Vielleicht waren mit der „vorbildlichen Fürsorglichkeit und uneigennützigen Hilfe der Italiener“, auf die der Papst bei seiner Osterpredigt zu sprechen kam und die er ausdrücklich segnete, nicht nur die Zeltstädte in Durres und Kukes gemeint.

Vielleicht hat sich der polnische Papst auch just an jene verdeckten Hilfsmaßnahmen erinnert, die in den 80er Jahren Mitglieder der Solidarność-Gewerkschaft von diesen italienischen Gemeinschaften bekamen, die auch jetzt wieder aufnahmebereit sind.

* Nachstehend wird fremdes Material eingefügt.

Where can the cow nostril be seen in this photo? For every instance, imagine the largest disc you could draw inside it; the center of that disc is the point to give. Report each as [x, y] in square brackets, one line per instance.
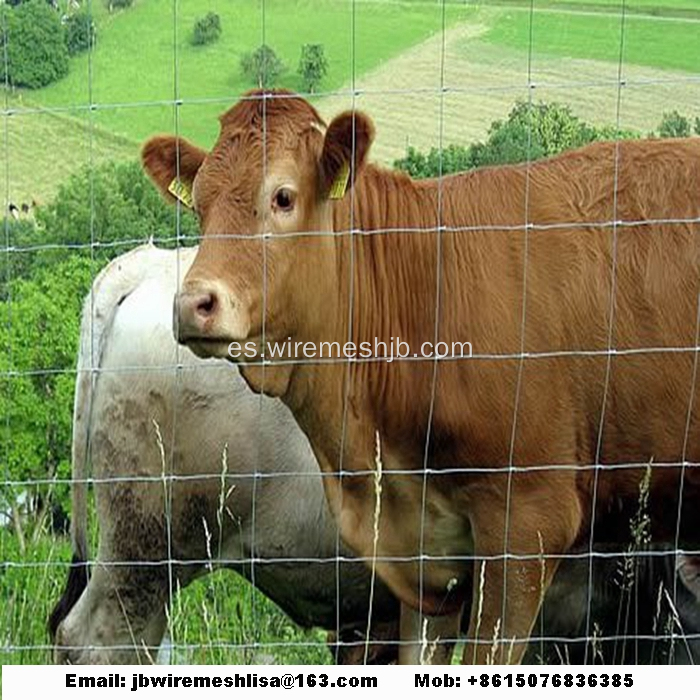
[206, 304]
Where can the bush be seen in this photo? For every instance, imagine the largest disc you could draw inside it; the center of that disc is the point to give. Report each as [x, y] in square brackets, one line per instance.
[35, 45]
[313, 66]
[80, 32]
[674, 125]
[207, 29]
[530, 132]
[261, 66]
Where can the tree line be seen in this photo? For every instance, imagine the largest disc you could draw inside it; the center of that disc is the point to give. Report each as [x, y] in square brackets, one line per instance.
[37, 40]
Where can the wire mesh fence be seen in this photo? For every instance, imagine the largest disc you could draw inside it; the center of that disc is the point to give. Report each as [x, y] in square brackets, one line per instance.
[161, 473]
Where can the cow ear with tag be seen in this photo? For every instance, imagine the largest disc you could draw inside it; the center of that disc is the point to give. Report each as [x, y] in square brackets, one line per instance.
[345, 148]
[172, 164]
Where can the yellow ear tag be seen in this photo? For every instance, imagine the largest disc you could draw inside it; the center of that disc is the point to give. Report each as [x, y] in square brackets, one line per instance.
[341, 182]
[181, 191]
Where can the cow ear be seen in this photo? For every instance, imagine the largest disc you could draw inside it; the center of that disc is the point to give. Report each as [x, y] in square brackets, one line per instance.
[172, 163]
[345, 148]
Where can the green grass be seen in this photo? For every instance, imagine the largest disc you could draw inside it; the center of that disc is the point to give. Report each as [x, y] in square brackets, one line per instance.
[219, 619]
[143, 52]
[649, 41]
[39, 150]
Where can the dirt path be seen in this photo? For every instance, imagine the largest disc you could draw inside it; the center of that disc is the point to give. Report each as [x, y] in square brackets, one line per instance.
[481, 82]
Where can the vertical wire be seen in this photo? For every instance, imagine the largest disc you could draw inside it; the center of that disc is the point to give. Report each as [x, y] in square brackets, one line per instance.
[264, 240]
[438, 308]
[168, 479]
[4, 14]
[611, 325]
[94, 370]
[349, 371]
[684, 464]
[523, 318]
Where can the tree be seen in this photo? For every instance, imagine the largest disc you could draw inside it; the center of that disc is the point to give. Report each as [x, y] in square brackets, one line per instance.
[674, 125]
[35, 45]
[313, 66]
[530, 132]
[80, 32]
[207, 29]
[262, 66]
[39, 331]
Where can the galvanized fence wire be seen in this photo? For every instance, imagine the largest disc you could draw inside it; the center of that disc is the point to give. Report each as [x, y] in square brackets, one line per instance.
[257, 561]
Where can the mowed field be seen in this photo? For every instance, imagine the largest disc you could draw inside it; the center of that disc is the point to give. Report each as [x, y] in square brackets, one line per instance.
[427, 72]
[451, 88]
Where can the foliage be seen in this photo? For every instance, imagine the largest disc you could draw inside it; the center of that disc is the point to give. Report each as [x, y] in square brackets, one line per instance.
[313, 66]
[207, 29]
[80, 32]
[39, 330]
[262, 66]
[454, 159]
[530, 132]
[35, 45]
[674, 125]
[97, 215]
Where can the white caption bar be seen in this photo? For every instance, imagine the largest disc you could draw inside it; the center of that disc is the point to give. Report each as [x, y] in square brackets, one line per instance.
[263, 682]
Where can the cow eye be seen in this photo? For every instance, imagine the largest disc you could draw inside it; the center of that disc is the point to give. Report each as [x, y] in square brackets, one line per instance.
[284, 199]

Nicht alle freilich wollen gleich nach Übersee. Mancher hat bei Reisen in den vergangenen Jahren, als sich in Jugoslawien alles noch eher friedlich zu lösen schien, schon mal die famosen „Albaner- Siedlungen“ in Italien besucht, die seit der Niederlage gegen die Türken im 16. Jahrhundert in Unteritalien und Sizilien gegründet wurden, und die noch immer Brauchtum und Sprache pflegen. Nicht, „daß wir denen nun auf den Geldbeutel fallen wollen“, sagt einer der flüchtenden Lehrer, „aber soweit wir gesehen haben, ist dort noch viel Land, das brachliegt, in den Bergen zumal, vielleicht könnten wir uns wie damals unsere Urururgroßahnen ansiedeln.“

Ob es dafür derzeit in Italien offene Ohren gibt, ist nicht ausgemacht, aber die Vorstellung, sich von vornherein nicht als Bettler, sondern als Selbstversorger zu profilieren, scheint vielen hier in den Durchgangscamps zumindest aussichtsreicher als das Zusammengepferchtwerden in den Flüchtlingscamps, mit allenfalls der Aussicht, in ihre gebrandschatzten Häuser zurückkehren zu müssen.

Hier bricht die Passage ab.